Search code examples
rdplyrcase-whenacross

combine mutate(across) and case_when to fill multiple columns with 0 depending on condition


In a dplyr workflow I try to paste a 0 in each column of a dataframe after the newvar column when newvar == 0, else do nothing. I modified the iris dataset:

library(dplyr)
n <- 150 # sample size

iris1 <- iris %>% 
    mutate(id = row_number(), .before = Sepal.Length) %>% 
    mutate(newvar = sample(c(0,1), replace=TRUE, size=n), .before = Sepal.Length ) %>% 
    mutate(across(.[,3:ncol(.)], ~ case_when(newvar==0 ~ 0)))

I tried a solution like here How to combine the across () function with mutate () and case_when () to mutate values in multiple columns according to a condition?. My understanding:

  1. with .[,3:ncol(.)] I go through the columns after newvar column.
  2. with case_when(newvar==0 I try to set the condition.
  3. with ~ 0 after newvar==0 I try to say paste 0 if condition is fulfilled.

I know that I am doing something wrong, but I don't know what! Thank you for your help.


Solution

  • .[,3:ncol(.)] are the values of the column and not the actual column numbers. Using 3:ncol(.) should work fine.

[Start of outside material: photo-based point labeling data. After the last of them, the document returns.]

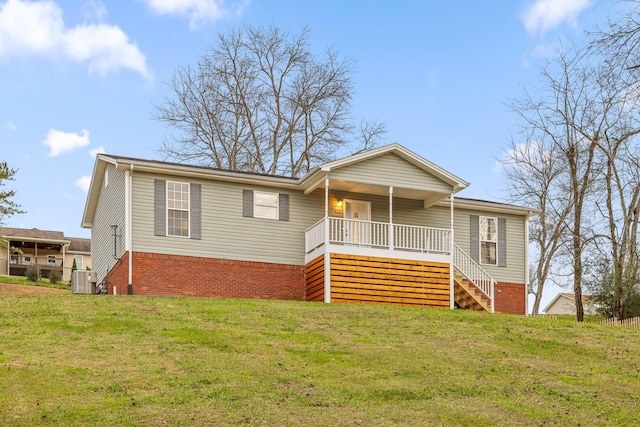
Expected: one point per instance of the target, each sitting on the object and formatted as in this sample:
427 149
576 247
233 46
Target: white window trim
166 209
79 265
480 240
255 203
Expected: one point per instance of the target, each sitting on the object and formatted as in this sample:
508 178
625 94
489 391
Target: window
488 240
177 209
265 205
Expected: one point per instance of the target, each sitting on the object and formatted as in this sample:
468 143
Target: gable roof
314 178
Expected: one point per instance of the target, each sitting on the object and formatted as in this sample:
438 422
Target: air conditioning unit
81 282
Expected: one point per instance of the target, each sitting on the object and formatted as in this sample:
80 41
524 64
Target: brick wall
510 298
158 274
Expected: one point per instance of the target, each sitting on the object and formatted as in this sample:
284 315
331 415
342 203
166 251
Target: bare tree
259 101
568 121
7 206
532 170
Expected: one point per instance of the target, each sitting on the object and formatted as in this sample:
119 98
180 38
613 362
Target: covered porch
388 237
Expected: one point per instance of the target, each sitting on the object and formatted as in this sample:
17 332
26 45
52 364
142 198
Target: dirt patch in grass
13 289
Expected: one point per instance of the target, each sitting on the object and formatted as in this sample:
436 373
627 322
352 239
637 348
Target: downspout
526 263
452 303
327 255
127 226
8 242
64 257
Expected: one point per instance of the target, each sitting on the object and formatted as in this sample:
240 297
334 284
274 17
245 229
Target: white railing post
390 218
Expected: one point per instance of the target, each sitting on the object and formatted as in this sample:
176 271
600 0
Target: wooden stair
467 295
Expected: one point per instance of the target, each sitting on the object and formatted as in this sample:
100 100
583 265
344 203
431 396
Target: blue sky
78 78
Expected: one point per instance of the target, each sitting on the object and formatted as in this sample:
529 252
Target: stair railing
474 273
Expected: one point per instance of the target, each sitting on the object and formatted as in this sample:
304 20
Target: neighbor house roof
33 234
79 245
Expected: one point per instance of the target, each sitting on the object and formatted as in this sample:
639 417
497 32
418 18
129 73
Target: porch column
64 257
390 217
327 255
452 303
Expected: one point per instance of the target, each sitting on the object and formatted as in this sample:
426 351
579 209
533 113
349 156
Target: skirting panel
314 279
359 279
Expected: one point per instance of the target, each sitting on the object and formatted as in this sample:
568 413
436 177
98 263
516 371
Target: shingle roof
79 244
33 233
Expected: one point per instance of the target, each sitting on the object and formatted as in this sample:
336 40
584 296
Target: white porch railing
472 271
374 234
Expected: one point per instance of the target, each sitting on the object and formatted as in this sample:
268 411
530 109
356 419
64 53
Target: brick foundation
172 275
510 298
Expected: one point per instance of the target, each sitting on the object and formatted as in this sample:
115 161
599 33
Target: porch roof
316 177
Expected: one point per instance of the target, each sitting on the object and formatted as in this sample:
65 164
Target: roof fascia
488 206
189 171
96 182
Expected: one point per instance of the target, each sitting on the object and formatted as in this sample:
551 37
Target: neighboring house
47 249
382 226
566 304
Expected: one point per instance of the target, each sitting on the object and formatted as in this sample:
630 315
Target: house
381 226
566 304
47 249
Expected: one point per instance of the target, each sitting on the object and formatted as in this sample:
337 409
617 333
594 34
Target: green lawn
103 360
19 280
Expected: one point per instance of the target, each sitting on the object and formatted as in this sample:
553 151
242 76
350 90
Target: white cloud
84 182
94 10
60 142
544 15
37 28
198 11
94 151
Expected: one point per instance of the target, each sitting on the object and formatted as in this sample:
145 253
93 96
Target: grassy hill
98 360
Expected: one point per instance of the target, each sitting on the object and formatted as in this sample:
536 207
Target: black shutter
502 242
474 242
247 203
196 216
283 203
160 207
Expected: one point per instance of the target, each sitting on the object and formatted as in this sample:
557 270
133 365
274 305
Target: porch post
327 255
64 257
452 303
390 217
127 227
526 264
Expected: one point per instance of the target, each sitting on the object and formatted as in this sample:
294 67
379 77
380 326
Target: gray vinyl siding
225 232
514 271
389 169
110 209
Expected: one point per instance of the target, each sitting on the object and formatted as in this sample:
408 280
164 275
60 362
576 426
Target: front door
358 227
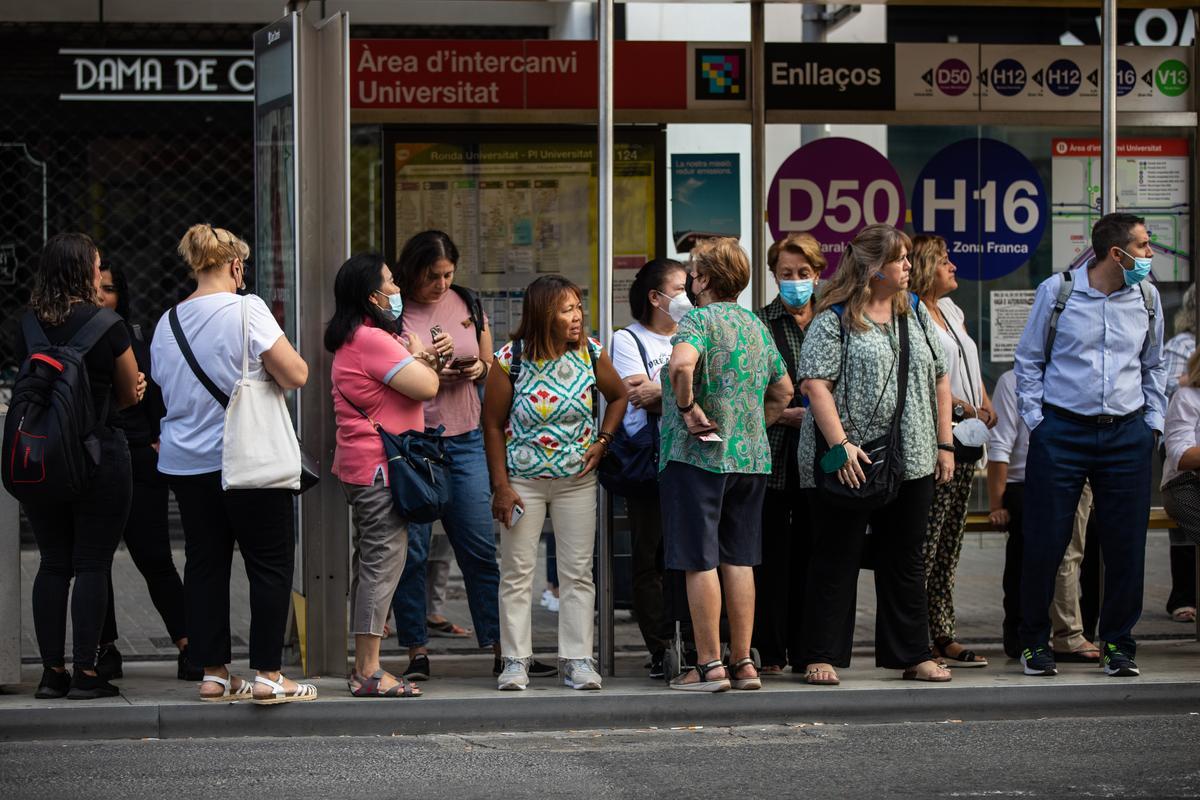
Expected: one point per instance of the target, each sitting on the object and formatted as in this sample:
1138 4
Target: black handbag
417 464
630 468
886 470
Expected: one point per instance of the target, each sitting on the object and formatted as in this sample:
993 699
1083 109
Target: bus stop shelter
316 88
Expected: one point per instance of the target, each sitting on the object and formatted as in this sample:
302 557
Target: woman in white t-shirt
933 280
259 521
658 301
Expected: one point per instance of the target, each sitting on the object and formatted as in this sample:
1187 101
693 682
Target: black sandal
965 657
703 684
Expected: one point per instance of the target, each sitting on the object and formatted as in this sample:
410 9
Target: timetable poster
522 209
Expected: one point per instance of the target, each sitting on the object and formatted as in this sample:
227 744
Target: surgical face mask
1139 271
396 302
678 307
796 293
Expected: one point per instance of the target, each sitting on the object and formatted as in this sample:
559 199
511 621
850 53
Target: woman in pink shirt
425 272
379 378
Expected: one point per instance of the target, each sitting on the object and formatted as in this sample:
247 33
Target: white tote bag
261 450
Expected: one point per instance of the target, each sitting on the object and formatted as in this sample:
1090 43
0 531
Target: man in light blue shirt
1092 397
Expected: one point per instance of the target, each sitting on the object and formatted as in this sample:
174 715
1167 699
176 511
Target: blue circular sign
1063 77
1008 77
1127 77
987 200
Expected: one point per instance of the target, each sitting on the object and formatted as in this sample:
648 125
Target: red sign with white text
1126 148
535 73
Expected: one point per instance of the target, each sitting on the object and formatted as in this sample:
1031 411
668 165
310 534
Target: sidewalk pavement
977 601
156 705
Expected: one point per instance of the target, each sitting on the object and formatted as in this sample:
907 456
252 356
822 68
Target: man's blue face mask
1139 271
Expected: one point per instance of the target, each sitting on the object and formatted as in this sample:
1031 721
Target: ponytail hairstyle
861 262
66 275
649 278
205 247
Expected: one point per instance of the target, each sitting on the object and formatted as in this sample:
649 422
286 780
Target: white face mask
678 307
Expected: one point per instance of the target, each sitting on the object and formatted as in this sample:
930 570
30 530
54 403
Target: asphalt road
1129 757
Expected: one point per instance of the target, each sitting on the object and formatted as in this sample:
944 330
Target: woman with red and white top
388 378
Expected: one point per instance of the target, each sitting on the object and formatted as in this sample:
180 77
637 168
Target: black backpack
51 449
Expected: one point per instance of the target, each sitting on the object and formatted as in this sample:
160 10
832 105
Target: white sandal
229 695
281 695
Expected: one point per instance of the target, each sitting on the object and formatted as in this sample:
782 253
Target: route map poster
522 209
1153 181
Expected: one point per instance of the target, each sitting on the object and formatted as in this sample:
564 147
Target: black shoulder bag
417 464
886 470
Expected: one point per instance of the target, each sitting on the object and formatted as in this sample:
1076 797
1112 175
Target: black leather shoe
53 685
109 663
187 671
90 687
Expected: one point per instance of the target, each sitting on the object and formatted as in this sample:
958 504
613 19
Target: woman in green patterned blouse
727 383
849 371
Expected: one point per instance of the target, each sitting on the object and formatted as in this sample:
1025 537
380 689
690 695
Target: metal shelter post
604 304
323 198
757 152
1108 107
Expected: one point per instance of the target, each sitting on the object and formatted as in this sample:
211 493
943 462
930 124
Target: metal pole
604 304
757 152
1108 107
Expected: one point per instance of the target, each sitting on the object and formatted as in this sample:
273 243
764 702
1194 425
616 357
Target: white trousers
571 504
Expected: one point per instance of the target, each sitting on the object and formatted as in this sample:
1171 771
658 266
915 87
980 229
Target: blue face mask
396 302
1139 271
796 293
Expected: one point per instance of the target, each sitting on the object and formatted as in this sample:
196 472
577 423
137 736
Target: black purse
417 464
630 468
886 470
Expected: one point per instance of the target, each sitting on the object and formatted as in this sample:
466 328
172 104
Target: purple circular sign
832 188
952 77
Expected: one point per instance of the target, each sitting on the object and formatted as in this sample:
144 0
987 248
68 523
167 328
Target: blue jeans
468 524
1116 458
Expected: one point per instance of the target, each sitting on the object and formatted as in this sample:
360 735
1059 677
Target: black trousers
77 540
261 523
148 539
898 534
780 578
646 528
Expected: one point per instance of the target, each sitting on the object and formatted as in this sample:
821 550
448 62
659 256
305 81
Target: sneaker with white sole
514 677
580 673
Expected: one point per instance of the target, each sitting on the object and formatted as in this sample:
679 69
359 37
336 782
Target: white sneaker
515 677
580 673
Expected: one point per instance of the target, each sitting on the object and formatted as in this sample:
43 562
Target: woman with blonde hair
933 280
874 372
207 330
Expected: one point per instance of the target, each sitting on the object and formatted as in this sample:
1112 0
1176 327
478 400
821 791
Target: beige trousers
1066 619
571 504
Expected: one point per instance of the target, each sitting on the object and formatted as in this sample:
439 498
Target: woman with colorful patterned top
796 263
849 371
543 450
725 384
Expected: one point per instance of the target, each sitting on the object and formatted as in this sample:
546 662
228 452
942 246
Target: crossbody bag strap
186 349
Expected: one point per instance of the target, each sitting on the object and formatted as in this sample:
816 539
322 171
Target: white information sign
1152 181
1009 312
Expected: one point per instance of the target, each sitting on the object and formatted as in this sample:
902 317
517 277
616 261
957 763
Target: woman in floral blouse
543 450
849 371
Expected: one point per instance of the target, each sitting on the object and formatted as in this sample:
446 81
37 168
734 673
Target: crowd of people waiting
840 426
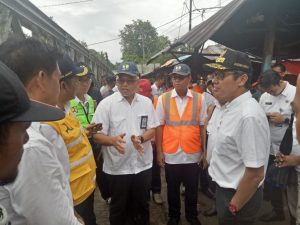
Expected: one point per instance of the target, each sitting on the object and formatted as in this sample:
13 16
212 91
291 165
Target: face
51 87
11 151
127 85
278 70
226 87
84 84
274 90
180 83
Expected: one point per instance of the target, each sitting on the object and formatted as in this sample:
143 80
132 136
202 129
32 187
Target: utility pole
190 19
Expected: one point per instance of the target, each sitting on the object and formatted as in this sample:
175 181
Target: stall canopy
259 27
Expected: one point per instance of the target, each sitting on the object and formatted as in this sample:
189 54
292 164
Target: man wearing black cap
180 138
242 141
82 162
41 192
129 123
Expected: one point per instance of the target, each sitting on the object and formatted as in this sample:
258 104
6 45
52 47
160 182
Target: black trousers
156 181
129 198
274 194
188 174
246 216
86 210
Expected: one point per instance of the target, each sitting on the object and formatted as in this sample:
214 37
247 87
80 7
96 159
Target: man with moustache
241 141
129 123
180 138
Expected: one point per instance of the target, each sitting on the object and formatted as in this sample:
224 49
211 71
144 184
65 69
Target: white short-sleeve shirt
281 104
180 157
118 116
241 139
41 193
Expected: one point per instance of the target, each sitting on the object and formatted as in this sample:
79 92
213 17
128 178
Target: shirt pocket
118 126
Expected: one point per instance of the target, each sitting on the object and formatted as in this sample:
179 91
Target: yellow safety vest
83 166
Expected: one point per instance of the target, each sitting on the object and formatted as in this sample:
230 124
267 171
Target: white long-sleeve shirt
41 193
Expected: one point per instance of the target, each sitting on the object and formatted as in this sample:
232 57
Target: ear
243 80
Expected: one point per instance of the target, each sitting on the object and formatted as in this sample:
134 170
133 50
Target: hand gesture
93 128
286 160
160 158
275 117
136 141
119 143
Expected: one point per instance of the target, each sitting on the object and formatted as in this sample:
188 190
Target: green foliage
140 41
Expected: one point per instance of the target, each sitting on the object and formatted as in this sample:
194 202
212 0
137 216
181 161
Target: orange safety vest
82 162
184 131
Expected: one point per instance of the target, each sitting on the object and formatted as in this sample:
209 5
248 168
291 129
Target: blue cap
128 68
181 69
68 68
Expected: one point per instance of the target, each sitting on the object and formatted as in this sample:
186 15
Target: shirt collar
121 98
237 101
188 94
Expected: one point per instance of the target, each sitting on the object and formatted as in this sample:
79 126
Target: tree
140 40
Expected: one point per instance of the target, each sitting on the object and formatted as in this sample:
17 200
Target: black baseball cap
128 68
231 60
16 106
181 69
68 68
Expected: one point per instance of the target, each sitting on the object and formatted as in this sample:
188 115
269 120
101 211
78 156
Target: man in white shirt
276 102
157 87
129 121
180 138
241 142
41 193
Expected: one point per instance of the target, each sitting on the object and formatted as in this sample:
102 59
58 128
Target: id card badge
144 122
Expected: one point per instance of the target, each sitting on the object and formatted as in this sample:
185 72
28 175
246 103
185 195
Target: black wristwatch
286 120
141 138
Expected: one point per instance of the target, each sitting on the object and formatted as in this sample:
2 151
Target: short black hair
269 78
238 73
281 66
26 57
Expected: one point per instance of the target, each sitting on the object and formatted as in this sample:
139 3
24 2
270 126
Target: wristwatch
141 138
286 120
232 208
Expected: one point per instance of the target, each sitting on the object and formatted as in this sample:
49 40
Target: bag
276 176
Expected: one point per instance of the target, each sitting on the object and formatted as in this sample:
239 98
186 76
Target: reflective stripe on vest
184 130
82 162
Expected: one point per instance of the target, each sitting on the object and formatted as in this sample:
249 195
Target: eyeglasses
127 81
85 79
178 77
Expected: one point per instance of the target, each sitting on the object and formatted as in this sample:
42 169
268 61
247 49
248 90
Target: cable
67 3
183 11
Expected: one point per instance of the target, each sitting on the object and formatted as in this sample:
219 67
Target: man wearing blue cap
129 123
180 138
41 192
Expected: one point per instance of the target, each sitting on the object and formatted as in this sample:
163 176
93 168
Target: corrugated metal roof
202 32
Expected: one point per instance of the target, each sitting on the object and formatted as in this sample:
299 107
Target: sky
100 20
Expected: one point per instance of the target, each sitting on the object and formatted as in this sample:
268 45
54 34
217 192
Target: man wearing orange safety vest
180 140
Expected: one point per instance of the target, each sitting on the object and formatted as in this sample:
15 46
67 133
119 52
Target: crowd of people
60 138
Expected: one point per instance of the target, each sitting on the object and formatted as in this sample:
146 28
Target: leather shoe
157 198
194 221
272 217
173 221
212 211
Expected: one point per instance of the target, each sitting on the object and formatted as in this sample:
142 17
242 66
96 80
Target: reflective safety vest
82 162
84 116
184 131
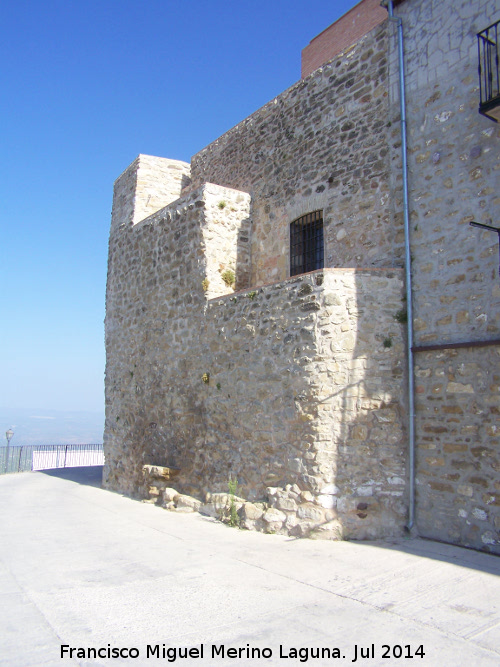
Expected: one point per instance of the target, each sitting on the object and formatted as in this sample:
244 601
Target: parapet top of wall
147 185
318 276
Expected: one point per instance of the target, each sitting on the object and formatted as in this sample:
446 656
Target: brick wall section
458 422
340 35
322 144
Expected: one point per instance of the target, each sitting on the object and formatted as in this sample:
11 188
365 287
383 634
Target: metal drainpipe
389 5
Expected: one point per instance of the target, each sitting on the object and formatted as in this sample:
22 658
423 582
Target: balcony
489 88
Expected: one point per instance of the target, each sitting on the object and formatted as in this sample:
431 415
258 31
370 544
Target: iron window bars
489 79
306 243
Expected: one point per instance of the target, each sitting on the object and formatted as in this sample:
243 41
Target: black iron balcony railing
489 77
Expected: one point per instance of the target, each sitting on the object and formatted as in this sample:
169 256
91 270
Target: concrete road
85 569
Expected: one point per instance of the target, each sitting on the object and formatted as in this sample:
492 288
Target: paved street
84 568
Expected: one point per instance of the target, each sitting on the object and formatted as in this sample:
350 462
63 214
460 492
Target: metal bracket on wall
491 229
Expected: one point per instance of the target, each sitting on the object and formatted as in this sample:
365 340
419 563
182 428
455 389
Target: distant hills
51 427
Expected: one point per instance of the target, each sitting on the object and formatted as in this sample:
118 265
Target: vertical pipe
409 299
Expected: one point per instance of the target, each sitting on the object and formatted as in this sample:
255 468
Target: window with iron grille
306 243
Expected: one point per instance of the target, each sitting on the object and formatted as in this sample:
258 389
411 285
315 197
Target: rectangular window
306 243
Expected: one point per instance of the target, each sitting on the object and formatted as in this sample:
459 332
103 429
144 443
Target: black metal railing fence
22 458
489 74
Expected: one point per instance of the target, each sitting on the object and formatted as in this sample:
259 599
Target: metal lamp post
8 434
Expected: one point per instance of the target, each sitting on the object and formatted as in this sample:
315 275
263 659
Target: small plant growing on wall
228 277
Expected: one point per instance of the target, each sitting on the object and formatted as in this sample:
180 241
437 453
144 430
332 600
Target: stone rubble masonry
454 171
295 383
350 28
296 386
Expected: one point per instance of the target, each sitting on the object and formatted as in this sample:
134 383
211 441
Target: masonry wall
454 171
323 144
297 386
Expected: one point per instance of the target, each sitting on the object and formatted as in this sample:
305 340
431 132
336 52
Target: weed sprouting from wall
228 277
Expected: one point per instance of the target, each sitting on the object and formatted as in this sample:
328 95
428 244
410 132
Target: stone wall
295 384
458 408
454 170
322 144
147 185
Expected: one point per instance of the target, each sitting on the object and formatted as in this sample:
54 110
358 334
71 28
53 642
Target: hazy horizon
35 426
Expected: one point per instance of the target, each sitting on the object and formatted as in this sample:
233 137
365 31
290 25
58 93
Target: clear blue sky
86 87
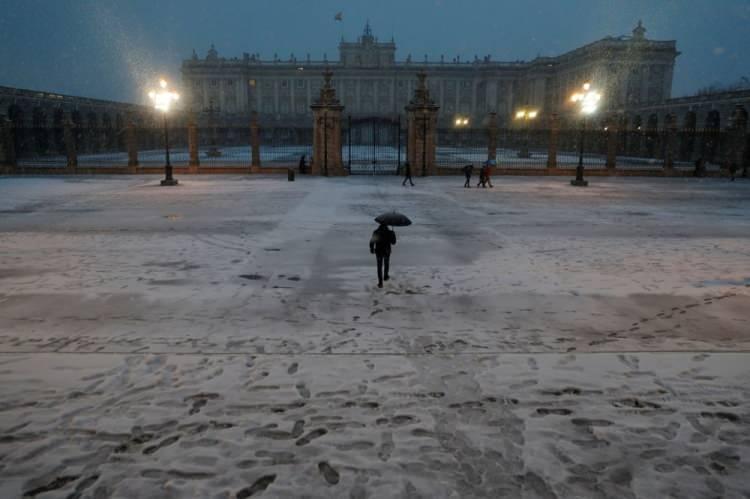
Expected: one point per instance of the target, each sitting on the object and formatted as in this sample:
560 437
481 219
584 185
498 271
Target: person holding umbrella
487 170
382 239
407 174
467 173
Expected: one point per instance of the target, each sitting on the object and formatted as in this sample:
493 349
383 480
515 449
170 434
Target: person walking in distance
407 174
487 173
481 182
467 174
380 245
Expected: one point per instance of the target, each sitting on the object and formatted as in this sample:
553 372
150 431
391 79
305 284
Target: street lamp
163 99
588 101
461 122
526 115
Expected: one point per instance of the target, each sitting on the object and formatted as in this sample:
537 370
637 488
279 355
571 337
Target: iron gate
373 146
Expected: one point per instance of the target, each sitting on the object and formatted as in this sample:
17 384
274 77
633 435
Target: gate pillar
421 115
7 152
492 136
327 112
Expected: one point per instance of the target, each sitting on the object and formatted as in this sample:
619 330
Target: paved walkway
226 339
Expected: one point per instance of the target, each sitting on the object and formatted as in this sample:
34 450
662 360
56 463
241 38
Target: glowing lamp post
588 102
527 115
163 99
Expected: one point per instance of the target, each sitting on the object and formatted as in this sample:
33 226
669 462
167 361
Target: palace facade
632 72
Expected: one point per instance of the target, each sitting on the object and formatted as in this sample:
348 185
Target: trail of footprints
149 440
664 314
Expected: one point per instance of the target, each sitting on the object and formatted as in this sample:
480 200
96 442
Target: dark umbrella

    In general, it is also better to avoid referring column by positions and instead use their names. You can do this in one mutate call.

    library(dplyr)
    
    n <- 150
    
    iris %>% 
      mutate(id = row_number(), 
            newvar = sample(c(0,1), replace=TRUE, size=n), 
            across(Sepal.Length:Petal.Width, ~ case_when(newvar==0 ~ 0, 
                                                         newvar == 1 ~ .)))